The NYT investigation was published at a particularly sensitive time. SpaceX is scheduled to go public this summer, with an estimated valuation between $1.75 trillion and $2 trillion, and a fundraising scale of about $75 billion. The S-1 filing is expected to be submitted in May. If successful, this will be the largest IPO in U.S. history.

The report cites legal background indicating that once SpaceX goes public, under Section 402 of the Sarbanes-Oxley Act, publicly traded companies are explicitly prohibited from providing personal loans to senior executives. In other words, such practices will become illegal after the IPO, and the “fast track” financing methods Musk has used in the past will be officially closed.

Governance expert: “This is the core risk of a multi-company empire”

The report quotes Ann Lipton, a law professor at the University of Colorado Boulder, who directly criticizes: “These are all conflicts of interest transactions. That’s exactly why investing in someone who manages multiple companies is extremely risky.” Michael Garland, assistant CFO of the New York City retirement fund, also opposes Musk using Tesla stock as collateral, believing it makes it difficult to separate company and personal financial risks.
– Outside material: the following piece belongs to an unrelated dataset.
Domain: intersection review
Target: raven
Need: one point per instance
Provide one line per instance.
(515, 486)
In the same investigation, another NYT article revealed that Musk asked five IPO underwriting banks—Bank of America, Citigroup, Goldman Sachs, JPMorgan Chase, and Morgan Stanley—to subscribe to his xAI chatbot Grok as a condition for underwriting, with some banks agreeing to pay millions of dollars annually in subscription fees.

The outside world has dubbed this “Grok subscription extortion,” further deepening market suspicions of Musk’s interest transfers among multiple enterprises.